Recent research efforts in semantic representations and context modeling are based on the principle of task expansion: that vision problems such as object recognition, scene classification, or retrieval (RCR) cannot be solved in isolation. The extended principle of modality expansion (that RCR problems cannot be solved from visual information alone) is investigated. A semantic image labeling system is augmented with text.

Pairs of images and text are mapped to a semantic space, and the text features used to regularize their image counterparts. This is done with a new cross-modal regularizer, which learns the mapping of the image features that maximizes their average similarity to those derived from text. The proposed regularizer is class-sensitive, combining a set of class-specific denoising transformations and nearest neighbor interpolation of text-based class assignments.

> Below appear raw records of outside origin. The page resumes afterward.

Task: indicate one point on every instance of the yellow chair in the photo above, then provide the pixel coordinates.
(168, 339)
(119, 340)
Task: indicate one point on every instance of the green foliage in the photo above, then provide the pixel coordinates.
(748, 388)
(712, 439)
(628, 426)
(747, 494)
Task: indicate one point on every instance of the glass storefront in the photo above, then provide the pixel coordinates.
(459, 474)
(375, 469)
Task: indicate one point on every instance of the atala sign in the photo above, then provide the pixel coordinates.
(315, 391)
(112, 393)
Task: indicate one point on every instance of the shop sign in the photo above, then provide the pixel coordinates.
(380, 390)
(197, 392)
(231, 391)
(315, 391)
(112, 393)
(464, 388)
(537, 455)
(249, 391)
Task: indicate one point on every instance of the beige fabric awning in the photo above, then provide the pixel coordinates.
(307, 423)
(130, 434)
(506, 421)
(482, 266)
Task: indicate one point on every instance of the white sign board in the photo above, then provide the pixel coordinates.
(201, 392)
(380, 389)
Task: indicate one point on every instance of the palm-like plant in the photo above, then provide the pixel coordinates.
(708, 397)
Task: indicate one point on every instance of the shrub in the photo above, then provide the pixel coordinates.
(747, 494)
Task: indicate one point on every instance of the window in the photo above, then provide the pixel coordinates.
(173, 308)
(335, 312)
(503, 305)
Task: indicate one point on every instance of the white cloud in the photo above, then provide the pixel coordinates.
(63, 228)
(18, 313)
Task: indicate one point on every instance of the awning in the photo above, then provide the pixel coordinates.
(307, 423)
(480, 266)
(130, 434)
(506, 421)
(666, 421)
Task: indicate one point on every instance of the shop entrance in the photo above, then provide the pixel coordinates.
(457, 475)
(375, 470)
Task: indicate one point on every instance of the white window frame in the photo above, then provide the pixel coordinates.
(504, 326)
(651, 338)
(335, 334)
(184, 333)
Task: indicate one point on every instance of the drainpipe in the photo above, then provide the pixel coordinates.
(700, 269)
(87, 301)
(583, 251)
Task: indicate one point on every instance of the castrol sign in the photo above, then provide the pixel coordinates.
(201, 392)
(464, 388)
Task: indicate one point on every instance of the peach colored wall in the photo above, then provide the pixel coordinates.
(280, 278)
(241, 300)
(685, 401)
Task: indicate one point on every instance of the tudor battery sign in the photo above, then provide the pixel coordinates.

José Costa Pereira received a Licenciatura in Computer Science and Engineering from Faculdade de Engenharia (2000), and a M.S. in Computational Methods in Science and Engineering from a joint-venture between Faculdade de Ciencias and Faculdade de Engenharia (2003), all from University of Porto, Portugal. He has worked for Vodafone Portugal in the Data Networks group, from 2000 to 2005; joining the IP Division at Alcatel-Lucent in September 2005 just before joining graduate school. Since 2008, he works has a Ph.D. student in the Statistical and Visual Computing Lab (SVCL) in the Electrical and Computer Engineering Department, in the University of California, San Diego, USA. His current research is focused on image retrieval and classification, exploring contextual relations for image annotation. In the past, as part of his M.S. thesis, he has developed an Independent Component Analysis (ICA) based method for Blind Source Separation (BSS).